Matched pairs of Hopf algebras and Rota-Baxter Hopf algebras
Shukun Wang
TL;DR
The paper develops a structural bridge between weight-$-1$ Rota-Baxter Hopf algebras and matched pairs of Hopf algebras. It shows that any RB Hopf algebra $(H,B)$ with weight $-1$ induces a matched pair $(H_+,H_-,\rhd,\vartriangleleft)$ via $H_+=\operatorname{Im}B$ and $H_- = \operatorname{Im}\widetilde{B}$, and forms the double cross product.
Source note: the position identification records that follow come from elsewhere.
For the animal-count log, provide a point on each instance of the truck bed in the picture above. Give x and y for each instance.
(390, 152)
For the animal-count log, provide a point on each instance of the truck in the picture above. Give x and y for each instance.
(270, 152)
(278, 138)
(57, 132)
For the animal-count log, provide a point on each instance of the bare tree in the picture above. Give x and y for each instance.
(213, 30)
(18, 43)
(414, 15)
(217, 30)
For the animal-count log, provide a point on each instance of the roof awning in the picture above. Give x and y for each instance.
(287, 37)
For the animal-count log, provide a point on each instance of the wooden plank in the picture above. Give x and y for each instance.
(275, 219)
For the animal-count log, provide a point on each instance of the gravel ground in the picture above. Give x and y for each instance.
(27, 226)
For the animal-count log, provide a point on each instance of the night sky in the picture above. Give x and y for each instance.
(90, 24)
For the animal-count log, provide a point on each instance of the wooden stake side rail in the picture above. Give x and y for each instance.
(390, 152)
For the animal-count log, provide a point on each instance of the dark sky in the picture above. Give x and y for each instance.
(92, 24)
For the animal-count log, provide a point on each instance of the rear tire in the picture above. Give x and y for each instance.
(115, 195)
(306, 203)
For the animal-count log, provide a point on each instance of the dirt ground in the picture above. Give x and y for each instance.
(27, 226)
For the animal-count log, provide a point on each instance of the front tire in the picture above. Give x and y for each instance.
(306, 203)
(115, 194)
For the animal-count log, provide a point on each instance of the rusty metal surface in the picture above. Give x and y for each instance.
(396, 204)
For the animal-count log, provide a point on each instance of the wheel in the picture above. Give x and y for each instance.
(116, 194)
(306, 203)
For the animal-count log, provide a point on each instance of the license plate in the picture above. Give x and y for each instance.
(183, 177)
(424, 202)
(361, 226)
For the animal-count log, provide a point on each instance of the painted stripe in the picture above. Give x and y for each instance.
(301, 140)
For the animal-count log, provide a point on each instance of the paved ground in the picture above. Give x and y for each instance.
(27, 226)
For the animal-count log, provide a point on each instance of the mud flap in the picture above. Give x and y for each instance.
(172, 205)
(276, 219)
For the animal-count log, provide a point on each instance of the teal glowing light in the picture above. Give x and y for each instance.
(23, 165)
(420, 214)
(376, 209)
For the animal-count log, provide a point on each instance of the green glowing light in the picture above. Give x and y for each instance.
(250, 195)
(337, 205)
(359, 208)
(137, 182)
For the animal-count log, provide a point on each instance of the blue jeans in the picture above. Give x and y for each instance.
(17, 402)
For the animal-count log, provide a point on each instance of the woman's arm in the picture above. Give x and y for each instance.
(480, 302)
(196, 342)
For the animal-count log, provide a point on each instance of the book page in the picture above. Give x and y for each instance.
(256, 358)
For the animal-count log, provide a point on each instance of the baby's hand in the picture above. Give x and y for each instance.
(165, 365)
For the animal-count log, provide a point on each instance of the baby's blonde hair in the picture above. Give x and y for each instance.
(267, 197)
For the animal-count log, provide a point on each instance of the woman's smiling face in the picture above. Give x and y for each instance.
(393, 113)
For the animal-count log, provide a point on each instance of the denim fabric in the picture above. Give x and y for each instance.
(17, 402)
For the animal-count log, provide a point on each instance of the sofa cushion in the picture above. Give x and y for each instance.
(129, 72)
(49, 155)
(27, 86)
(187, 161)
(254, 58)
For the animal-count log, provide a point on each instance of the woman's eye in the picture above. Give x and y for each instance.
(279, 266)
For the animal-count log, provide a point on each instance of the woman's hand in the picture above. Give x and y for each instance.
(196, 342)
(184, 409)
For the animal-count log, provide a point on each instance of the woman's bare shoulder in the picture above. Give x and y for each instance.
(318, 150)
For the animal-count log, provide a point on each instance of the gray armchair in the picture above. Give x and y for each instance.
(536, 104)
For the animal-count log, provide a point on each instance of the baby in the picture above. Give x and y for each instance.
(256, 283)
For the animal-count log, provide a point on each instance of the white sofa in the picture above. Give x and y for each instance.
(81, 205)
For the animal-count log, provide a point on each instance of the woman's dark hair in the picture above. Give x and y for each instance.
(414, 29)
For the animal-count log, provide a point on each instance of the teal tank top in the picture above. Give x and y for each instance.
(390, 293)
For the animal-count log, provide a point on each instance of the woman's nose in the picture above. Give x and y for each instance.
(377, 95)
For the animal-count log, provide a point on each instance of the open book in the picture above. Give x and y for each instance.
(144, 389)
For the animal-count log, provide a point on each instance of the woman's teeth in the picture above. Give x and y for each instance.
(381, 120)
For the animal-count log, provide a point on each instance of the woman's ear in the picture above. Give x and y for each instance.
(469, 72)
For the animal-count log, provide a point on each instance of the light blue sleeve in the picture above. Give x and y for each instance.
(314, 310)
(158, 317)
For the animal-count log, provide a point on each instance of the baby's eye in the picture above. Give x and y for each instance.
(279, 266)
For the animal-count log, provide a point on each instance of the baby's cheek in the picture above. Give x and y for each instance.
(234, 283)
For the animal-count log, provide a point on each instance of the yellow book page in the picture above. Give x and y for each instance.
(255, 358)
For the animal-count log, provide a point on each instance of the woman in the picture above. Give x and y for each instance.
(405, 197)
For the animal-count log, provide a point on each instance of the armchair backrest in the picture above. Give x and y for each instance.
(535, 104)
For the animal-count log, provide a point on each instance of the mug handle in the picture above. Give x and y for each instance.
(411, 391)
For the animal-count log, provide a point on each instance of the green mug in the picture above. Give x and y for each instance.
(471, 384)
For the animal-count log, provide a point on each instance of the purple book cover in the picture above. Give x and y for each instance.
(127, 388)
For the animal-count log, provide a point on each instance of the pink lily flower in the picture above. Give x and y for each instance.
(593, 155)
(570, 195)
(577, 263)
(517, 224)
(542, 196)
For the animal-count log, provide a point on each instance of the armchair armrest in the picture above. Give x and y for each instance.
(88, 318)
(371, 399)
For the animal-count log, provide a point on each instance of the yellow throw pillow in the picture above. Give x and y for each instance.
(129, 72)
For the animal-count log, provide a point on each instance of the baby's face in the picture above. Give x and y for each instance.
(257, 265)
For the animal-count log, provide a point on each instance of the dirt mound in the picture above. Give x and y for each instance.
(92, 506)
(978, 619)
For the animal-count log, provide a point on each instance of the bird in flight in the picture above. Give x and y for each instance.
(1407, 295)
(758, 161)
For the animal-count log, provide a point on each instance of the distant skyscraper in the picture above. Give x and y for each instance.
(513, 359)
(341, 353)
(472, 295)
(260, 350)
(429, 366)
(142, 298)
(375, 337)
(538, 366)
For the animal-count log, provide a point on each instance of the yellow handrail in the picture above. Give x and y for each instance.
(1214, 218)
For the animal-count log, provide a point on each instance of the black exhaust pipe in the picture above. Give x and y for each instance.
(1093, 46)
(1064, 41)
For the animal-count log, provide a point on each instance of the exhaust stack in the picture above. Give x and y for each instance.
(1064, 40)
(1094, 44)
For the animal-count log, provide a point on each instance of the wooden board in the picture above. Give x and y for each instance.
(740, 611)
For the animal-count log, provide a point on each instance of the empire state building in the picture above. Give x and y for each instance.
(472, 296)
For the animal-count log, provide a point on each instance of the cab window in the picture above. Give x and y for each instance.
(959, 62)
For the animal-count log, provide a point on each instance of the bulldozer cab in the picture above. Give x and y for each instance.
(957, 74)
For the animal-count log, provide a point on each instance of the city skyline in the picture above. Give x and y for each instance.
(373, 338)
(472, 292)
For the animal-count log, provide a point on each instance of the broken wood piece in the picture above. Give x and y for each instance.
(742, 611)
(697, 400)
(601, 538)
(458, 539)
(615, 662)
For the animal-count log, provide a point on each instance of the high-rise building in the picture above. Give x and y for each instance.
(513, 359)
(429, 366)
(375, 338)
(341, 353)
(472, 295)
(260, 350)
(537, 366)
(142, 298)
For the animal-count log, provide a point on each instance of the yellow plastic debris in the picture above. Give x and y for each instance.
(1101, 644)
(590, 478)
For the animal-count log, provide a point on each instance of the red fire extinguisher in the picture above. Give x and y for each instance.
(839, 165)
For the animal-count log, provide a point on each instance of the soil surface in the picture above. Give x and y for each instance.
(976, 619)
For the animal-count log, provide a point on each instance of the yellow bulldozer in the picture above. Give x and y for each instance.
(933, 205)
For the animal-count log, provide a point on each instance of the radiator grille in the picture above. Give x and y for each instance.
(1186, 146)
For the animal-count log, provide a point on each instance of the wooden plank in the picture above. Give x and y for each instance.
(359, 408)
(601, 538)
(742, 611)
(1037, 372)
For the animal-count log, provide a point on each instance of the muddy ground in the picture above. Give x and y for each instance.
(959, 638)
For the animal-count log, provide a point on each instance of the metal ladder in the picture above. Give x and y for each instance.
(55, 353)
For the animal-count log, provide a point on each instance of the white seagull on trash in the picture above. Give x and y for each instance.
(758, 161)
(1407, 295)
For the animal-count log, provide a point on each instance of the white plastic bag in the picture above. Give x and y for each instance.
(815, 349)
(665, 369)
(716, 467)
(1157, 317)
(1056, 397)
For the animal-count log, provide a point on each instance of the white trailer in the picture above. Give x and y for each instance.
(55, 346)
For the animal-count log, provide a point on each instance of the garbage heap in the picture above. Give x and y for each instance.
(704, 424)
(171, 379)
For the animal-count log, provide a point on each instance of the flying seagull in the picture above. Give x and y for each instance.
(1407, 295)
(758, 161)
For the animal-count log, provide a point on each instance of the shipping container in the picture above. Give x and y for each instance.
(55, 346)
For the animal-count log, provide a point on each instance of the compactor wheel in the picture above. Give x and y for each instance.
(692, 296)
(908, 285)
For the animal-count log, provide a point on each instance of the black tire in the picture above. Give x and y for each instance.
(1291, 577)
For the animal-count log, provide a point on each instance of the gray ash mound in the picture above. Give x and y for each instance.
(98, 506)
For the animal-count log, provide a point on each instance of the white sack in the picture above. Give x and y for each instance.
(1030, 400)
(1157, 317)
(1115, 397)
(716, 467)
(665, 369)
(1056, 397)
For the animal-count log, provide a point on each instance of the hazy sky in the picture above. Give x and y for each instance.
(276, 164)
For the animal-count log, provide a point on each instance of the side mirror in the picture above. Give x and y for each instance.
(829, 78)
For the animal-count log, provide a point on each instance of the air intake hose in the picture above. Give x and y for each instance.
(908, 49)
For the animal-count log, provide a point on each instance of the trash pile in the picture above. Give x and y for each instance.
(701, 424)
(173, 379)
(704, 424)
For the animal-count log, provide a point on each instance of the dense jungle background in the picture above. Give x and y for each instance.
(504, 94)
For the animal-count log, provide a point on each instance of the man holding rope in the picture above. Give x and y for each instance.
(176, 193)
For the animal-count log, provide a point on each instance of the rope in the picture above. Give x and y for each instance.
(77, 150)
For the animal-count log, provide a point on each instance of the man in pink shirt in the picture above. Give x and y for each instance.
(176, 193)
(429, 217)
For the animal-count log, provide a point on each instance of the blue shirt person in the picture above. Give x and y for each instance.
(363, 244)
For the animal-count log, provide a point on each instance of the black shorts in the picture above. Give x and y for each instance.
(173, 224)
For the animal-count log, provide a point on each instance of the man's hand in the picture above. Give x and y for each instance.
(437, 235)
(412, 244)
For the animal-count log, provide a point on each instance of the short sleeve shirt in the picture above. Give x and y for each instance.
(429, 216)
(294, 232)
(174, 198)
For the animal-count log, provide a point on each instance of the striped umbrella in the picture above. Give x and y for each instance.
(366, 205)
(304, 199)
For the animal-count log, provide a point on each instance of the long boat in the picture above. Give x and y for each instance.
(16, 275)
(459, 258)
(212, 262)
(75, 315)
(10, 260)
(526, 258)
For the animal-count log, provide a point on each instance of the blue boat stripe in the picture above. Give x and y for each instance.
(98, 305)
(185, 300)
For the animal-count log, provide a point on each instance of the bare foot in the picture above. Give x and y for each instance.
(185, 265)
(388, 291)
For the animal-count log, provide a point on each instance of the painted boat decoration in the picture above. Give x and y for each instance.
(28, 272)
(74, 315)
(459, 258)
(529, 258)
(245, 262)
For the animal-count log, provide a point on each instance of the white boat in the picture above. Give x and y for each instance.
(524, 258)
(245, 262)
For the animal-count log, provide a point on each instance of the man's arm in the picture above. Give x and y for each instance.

It then introduces projection homomorphism pairs on matched pairs, proving they yield RB Hopf algebras of weight $-1$, and demonstrates that the RB structure on a given $(H,B)$ gives rise to a projection pair $(C,\widetilde{C})$ whose images carry RB Hopf algebra structures isomorphic to $(H,B)$ and related descriptions to the descendant $(H_B,B)$. The results unify RB Hopf algebras, matched pairs, and projection concepts, extending prior work and offering a cohesive framework for exploring descendant and image-based RB structures.
Abstract
In this paper, we first study Rota-Baxter Hopf algebras of weight $-1$ and construct a matched pair of Hopf algebras on every Rota-Baxter Hopf algebra of weight $-1$. Then we propose the notion of projection homomorphism pairs on a matched pair of Hopf algebras, and show that every projection homomorphism pair $(C,\wtd{C})$ induces a Rota-Baxter Hopf algebra. Conversely, we prove that the matched pair of Hopf algebras on a Rota-Baxter Hopf algebra of weight $-1$ $(H,B)$ gives rise to a projection homomorphism pair $(C,\wtd{C})$. Furthermore, we study the Rota-Baxter Hopf algebra structure on $\im C$ that is Rota-Baxter isomorphic to $(H,B)$, and investigate the relationship between the Rota-Baxter Hopf algebra structure on $\im \wtd{C}$ and the descendent Rota-Baxter Hopf algebra $(H_{B},B)$.